Ô sordide ironie ! Alors que la loi de Moore est désormais donnée pour morte, le destin vient de lui adresser un pied de nez rigolard. La prophétie auto-réalisée du cofondateur d’Intel a largement contribué à installer dans les esprits une croyance qui veut que le futur réside forcément dans une course en avant. Or, des chercheurs de la très réputée université de Caltech viennent de montrer que jeter un œil en arrière pour revisiter le passé et réinventer le futur peut avoir son intérêt.
Une alternative au silicium
Un paradoxe qui n’est pas dénué de charme… et d’intérêt quand on sait que les transistors en silicium sont en passe d’arriver au bout du chemin qui a conduit la révolution informatique ces cinquante dernières années.
Les composants en silicium ont atteint un seuil : il est de plus en plus difficile de réduire leur taille tout en conservant un fonctionnement stable (fuite d’électrons, surchauffe, émission de lumière passés les 10 nm, etc.). Des solutions alternatives ont été trouvées, les nanotubes de carbone notamment, et sont en cours de développement pour continuer la marche en avant du progrès, mais mieux vaut multiplier les options.
Et justement, une équipe de scientifiques menée par Axel Scherer, responsable du groupe Nanofabrication de l’université californienne, s’est tournée vers une technologie vieille de plus d’un siècle, les tubes à vide. Oui, ceux là-même qui ont été remplacés par les semi-conducteurs.
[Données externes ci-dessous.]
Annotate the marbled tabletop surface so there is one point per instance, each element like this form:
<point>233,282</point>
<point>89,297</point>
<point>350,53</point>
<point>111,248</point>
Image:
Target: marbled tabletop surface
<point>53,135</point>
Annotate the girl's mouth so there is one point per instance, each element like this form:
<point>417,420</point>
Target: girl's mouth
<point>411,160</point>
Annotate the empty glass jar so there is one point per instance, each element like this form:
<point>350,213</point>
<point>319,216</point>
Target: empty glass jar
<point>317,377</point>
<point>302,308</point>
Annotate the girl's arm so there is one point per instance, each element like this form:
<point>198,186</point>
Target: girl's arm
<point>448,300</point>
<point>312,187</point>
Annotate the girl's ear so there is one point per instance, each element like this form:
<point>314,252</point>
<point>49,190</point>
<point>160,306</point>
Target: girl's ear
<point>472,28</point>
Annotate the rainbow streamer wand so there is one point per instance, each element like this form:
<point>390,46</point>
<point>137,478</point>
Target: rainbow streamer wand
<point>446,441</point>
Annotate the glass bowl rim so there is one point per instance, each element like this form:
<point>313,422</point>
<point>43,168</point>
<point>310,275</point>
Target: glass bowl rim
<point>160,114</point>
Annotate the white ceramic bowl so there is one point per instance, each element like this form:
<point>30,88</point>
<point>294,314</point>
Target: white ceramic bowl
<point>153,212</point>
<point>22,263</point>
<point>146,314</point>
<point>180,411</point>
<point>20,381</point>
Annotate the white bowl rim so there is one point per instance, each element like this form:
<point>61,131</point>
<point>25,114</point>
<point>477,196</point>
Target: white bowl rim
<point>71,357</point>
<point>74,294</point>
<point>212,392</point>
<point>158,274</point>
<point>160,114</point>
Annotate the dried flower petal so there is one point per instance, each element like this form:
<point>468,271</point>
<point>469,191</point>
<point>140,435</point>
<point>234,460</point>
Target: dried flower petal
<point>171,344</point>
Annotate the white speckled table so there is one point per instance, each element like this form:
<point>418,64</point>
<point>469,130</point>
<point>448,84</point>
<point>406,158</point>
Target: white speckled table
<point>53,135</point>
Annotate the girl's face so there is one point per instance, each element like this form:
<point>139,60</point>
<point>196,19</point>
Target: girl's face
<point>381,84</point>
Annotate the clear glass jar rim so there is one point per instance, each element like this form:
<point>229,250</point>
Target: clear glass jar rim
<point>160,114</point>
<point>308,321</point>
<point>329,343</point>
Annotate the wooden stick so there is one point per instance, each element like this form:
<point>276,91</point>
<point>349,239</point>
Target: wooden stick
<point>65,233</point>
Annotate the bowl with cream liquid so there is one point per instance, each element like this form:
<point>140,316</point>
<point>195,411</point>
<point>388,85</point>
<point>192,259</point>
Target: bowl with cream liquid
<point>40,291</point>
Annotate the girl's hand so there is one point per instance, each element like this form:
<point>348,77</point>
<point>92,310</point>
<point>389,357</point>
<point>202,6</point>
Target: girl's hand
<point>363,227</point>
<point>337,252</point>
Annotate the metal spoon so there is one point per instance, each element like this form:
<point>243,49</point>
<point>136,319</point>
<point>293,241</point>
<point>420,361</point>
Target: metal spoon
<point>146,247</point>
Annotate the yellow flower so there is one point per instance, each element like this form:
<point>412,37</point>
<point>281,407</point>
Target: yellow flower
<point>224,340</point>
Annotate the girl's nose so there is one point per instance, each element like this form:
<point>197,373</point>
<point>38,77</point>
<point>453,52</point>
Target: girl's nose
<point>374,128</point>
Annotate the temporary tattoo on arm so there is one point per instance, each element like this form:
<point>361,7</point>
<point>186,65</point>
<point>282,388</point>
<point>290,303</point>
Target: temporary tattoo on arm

Les lampes des radios de nos grand-mères en tout petit
Enfin, pas exactement les mêmes. Ceux qui pourraient prendre place dans les smartphones et les PC du futur ne sont pas plus grands qu’un « millième de taille d’un globule rouge », explique le New York Times. Ce « retour vers le futur », comme l’appelle Axel Scherer, a abouti à des « lampes » un million de fois plus petites que celles qui équipaient les postes de radio il y a cent ans ou les premiers ordinateurs…
« Les tubes à vide reviennent toutes les décennies », semble s’amuser le docteur Scherer, qui rappelle qu’ils avaient failli faire leur grand retour dans les écrans plats dans les années 90 avant d’être supplanté par les cristaux liquides plus efficaces et moins chers. Les tubes se sont toujours fait voler la vedette par une meilleure option. Mais peut-être pas cette fois.
Là où les composants en silicium perdent la moitié de l’électricité consommée en « fuite », les tubes électroniques utilisent le mécanisme qui cause la fuite d’énergie pour interrompre le flux d’électrons ou, au contraire, le laisser passer. « Les effets qui sont actuellement les problèmes de la réduction de taille des composants sont précisément ce que nous voudrions utiliser comme interrupteur dans les prochains générations d’appareils », commente Axel Scherer. Autrement dit, ces minuscules créations pourraient non seulement consommer moins d’énergie mais aussi fonctionner plus rapidement que les puces actuelles. Ce qui représente un premier pas significatif pour les remplacer.
Encore un peu de temps
Le docteur Scherer et ses équipes ne pensent toutefois pas que les tubes à vide de nouvelle génération vont remplacer les composants actuels prochainement. Mais les progrès réalisés sont suffisants pour avoir des débouchés potentiels dans la conquête spatiale et l’aviation, au point que ces travaux ont attiré l’attention de Boeing, qui finance ces recherches.
« Il y a dix ans, les transistors en silicium pouvaient répondre à toutes nos attentes. Dans les dix prochaines années, ce ne sera plus vrai », rappelle Axel Scherer, sans doute avec l’espoir secret que cette fois, les tubes à vide connaîtront une nouvelle heure de gloire.